La porta dell’ufficio si apri. Entrò Silente. Aveva un’aria torva.

«Professore» ansimò Harry, «il suo uccello… non ho potuto fare niente… ha semplicemente preso fuoco…»

Con suo grande stupore, Silente sorrise.

«Era pure ora!» disse. «Erano giorni che aveva un’aria terrificante. Gliel’ho detto tante volte che doveva decidersi».

Ridacchiò di fronte all’aria attonita di Harry.

«Vedi, Harry, Fanny è una Fenice. E le Fenici, quando è arrivato il momento di morire, prendono fuoco e poi rinascono dalle loro stesse ceneri. Sta’ a vedere…»

Harry abbassò gli occhi appena in tempo per vedere un uccellino grinzoso, appena nato, far capolino fra la cenere. Era brutto quasi quanto quello vecchio.

«Peccato che tu l’abbia vista soltanto oggi, il Giorno del Falò» proseguì Silente sedendosi dietro alla scrivania. «Per la maggior parte della sua vita è un animale veramente bello, con uno splendido piumaggio rosso e oro. Creature affascinanti, le fenici. Riescono a trasportare carichi pesantissimi, le loro lacrime hanno poteri curativi e, come animali domestici, sono fedelissimi » .

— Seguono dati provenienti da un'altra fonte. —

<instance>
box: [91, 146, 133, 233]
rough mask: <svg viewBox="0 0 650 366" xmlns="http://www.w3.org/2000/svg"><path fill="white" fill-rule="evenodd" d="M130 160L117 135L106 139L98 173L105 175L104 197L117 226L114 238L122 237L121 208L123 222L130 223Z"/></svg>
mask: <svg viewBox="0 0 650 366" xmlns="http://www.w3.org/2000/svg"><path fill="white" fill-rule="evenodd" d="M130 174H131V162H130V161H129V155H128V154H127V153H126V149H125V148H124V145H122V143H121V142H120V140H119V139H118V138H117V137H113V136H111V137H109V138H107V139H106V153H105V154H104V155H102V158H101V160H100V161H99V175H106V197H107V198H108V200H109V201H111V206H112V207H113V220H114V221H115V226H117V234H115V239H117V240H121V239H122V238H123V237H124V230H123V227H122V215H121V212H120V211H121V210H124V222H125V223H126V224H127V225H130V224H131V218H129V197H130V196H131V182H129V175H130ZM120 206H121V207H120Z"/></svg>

Lo shock dell’uccello arrosto aveva fatto dimenticare a Harry il motivo per cui si trovava lì, ma gli tornò in mente quando Silente si fu seduto sullo scranno, dietro la scrivania, fissandolo con i suoi penetranti occhi azzurri.

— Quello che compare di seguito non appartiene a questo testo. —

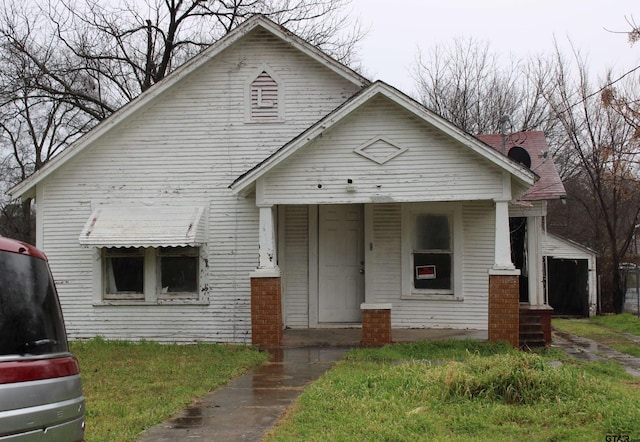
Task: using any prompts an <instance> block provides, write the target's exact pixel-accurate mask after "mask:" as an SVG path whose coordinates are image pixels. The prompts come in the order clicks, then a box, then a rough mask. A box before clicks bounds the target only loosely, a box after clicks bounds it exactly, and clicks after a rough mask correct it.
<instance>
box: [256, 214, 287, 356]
mask: <svg viewBox="0 0 640 442" xmlns="http://www.w3.org/2000/svg"><path fill="white" fill-rule="evenodd" d="M259 229H260V230H259V250H258V268H257V269H256V270H255V272H253V273H252V274H251V342H252V344H253V345H257V346H259V347H263V348H273V347H278V346H280V341H281V340H282V328H283V326H282V289H281V287H282V284H281V279H280V269H279V268H278V260H277V254H276V232H275V213H274V208H273V206H261V207H260V225H259Z"/></svg>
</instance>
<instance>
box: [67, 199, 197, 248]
mask: <svg viewBox="0 0 640 442" xmlns="http://www.w3.org/2000/svg"><path fill="white" fill-rule="evenodd" d="M203 213H204V208H203V207H194V206H188V207H185V206H177V207H176V206H162V207H139V206H137V207H107V206H105V207H100V208H97V209H95V210H94V211H93V213H92V214H91V216H90V217H89V219H88V220H87V222H86V224H85V226H84V228H83V229H82V232H81V233H80V238H79V241H80V244H81V245H87V246H94V247H178V246H197V245H201V244H203V243H204V240H205V236H204V221H203Z"/></svg>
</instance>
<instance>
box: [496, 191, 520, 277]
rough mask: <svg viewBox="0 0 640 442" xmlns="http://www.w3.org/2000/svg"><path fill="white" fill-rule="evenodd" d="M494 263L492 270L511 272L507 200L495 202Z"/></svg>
mask: <svg viewBox="0 0 640 442" xmlns="http://www.w3.org/2000/svg"><path fill="white" fill-rule="evenodd" d="M495 204H496V229H495V246H494V247H495V258H494V259H495V261H494V264H493V268H494V270H513V269H515V266H514V265H513V263H512V262H511V236H510V228H509V200H495Z"/></svg>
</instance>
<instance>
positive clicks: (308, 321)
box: [281, 206, 309, 328]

Ma prima che il Preside avesse il tempo di aprire bocca, la porta dell’ufficio si spalancò con un colpo violento e Hagrid irruppe nella stanza. Aveva lo sguardo stravolto, il passamontagna sulle ventitré, capelli arruffati e il galletto morto tra le mani.

«Non è stato Harry, professor Silente!» proruppe. «Ci ho parlato un attimo prima che l’altro ragazzino… cioè… non poteva avere il tempo, signore…»

Silente tentò di dire qualcosa, ma Hagrid continuava a sbraitare agitato, scuotendo il galletto e spargendo piume dappertutto.

«…non può essere stato lui, glielo giuro davanti al Ministro della Magia, se serve…»

«Hagrid, io…»

«…ha preso quello sbagliato, signore, Harry lo conosco, io, e non è capace di…»

« Hagrid! » disse Silente alzando la voce. «Io non penso che Harry abbia aggredito quelle persone».